Job search in Tokyo
January 30, 2008 2:45 AM   Subscribe

Can anyone recommend where to find a job in Tokyo?

I'm asking this on behalf of a friend. She hopes to move to Tokyo in April, with her boyfriend. He will be studying at Tokyo University for at least 8 months, she needs to have job before leaving.

She holds a masters degree in nutrition science, but any job will do. She applied for various office jobs, bar work, and teaching English (non native, advanced). It turns out that finding a job from the Netherlands is almost impossible. Job offers on the big expat websites require a working visa and have far too many applicants.

We're looking from some help inside. Can you recommend agencies or places to work? Is is possible to get a job without having a work visa before applying?
posted by Psychnic to Work & Money (8 answers total) 5 users marked this as a favorite
 
Her knowledge of Japanese is lacking... But she'll learn the basics
posted by Psychnic at 2:48 AM on January 30, 2008


I found a job in Tokyo from the United States without having a visa. I work for a large Japanese manufacturer doing mobile phone product planning and development. However, I had the following in my favor:

1) I spoke fluent Japanese before I came
2) I went to a career fair in the US for J-E bilinguals, where I interviewed with the company
3) The process took, from first interview to coming to Japan, 10 months

Her best bet is to try to find an English teaching job with AEON, GEOS, or one of the other eikaiwa firms, but I can't vouch for current working conditions. Since the country's biggest eikaiwa firm, NOVA, went belly-up last year, there has been a surplus of teachers on the market, so they may not be interested in hiring her -- especially since she's not a native speaker.

Long story short, she is going to have a hell of a time finding a job without knowing Japanese *and* being in Japan, at the very least. I submitted resumes to dozens of firms, but most of them were uninterested in me unless I was in Japan and had a valid visa because that saves them lots of money and time.

She might want to considering attending a Japanese language school in Tokyo, and then working a part-time job or two on the side. She probably won't break even on living expenses if she does that, though.

That's the view on the ground here. She might have a better time of it if she stayed in the Netherlands and visited him once or twice, like I did when my girlfriend went to Japan to study for a year.
posted by armage at 3:03 AM on January 30, 2008


looks like 無理 is going to be the first addition to her vocabulary unless they get married and she goes on a spouse visa, but not sure on the timing of that.

If her boyfriend is staying in private accomodations then it should be possible for her to come over on a tourist visa twice to live with him in two 90-day blocks. Six out of eight months isn't bad.

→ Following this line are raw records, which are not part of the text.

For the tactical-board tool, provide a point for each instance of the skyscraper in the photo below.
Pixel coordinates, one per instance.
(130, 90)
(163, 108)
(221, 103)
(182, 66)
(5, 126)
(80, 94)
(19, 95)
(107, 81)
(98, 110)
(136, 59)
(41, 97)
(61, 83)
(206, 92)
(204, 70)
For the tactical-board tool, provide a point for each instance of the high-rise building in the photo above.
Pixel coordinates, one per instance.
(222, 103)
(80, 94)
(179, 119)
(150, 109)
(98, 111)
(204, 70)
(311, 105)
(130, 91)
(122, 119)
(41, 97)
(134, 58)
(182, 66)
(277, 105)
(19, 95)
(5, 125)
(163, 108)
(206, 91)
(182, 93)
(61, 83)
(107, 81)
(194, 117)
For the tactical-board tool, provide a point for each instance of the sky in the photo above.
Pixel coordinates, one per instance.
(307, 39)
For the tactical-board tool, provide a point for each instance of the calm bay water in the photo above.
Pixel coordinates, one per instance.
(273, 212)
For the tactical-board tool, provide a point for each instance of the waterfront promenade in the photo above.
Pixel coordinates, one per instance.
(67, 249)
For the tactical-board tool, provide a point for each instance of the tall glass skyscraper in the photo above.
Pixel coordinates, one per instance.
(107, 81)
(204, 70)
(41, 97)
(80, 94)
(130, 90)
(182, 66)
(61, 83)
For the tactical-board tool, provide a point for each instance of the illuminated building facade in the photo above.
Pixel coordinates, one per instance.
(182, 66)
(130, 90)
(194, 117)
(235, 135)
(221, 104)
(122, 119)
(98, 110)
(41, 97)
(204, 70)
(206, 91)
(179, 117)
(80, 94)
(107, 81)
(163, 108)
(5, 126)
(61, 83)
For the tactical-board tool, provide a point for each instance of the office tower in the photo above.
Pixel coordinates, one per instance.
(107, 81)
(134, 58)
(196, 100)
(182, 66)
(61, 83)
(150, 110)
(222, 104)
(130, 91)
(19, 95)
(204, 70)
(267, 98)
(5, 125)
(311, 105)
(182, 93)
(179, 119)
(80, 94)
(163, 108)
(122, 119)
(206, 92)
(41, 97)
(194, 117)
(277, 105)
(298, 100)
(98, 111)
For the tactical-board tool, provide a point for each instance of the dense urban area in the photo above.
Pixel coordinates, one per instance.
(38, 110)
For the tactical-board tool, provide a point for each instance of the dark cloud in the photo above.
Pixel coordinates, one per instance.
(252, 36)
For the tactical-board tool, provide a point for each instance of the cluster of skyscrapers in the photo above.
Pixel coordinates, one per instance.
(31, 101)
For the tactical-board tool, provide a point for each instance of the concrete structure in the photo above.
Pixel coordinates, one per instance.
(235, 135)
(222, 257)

Finding "privates" [lingo for private students] should be relatively straightforward for a well-educated Dutch woman with an entree into Todai. This won't get her a visa but should open the door for getting the experience necessary to getting sponsorship at a proper eikaiwa agency should her boyfriend remain a 2nd year there.

Logistics:

April: boyfriend moves over
May ~ July: She's there getting acclimated and studying
August is national vacation month so she goes back to Holland
Sept ~ Nov: 2nd 90 day period, start search for visa position
posted by panamax at 3:30 AM on January 30, 2008


armage: how fluent is your Japanese, may I ask? Mine was good enough to get by for 5 years in a proper bilingual office setting, and I guess I'm easily JLPT-2 level, but DISCO just scares the crap out of me :(
posted by panamax at 3:33 AM on January 30, 2008


armage has the right idea - her best bet would be to try for full time Japanese study and a student visa which allows her to work 20 hours a week.

Not having Japanese is a disadvantage certainly - as is being outside of the country when applying.
posted by gomichild at 3:47 AM on January 30, 2008


panamax: I have JLPT 1-kyu, and I rarely use English on a daily basis either at work or at home. If you have 2-kyu, you should have a good chance at DISCO -- most of my non-Japanese friends who went had 2-kyu or something close, and I know of at least one who got a job with UBS and came to Tokyo thanks to DISCO.
posted by armage at 4:00 AM on January 30, 2008


the panamax "visit twice" or armage "language study" plans are definitely most realistic. The difficulty with either is the living situation, since the kinds of apartments that my friends at Todai have are typically on the scale of 11 square meters. Sharing such an apartment for a week requires love and patience, for 6 months, that may be superhuman power.

my experience included a 1 year job search, and 6 months from job offer to visa. the big schools (Geos/Aeon scale) could have had me from offer to teaching in 3 months, but they really do hire native speakers only, the big schools. This was with a master's in engineering and one semester of Japanese.

Also, she may consider expanding her acceptable geography to the non-Tokyo areas that people commute to/from regularly, including Saitama and Yokohama.
posted by whatzit at 6:19 AM on January 30, 2008


What whatzit said about getting a student visa. If she can do that and work 20 hours a week, GABA is supposed to be good for teaching EFL, and they sometimes hire nonnative, but very good, English-speakers. That company also lets you choose your working hours, better than most other eikaiwa schools.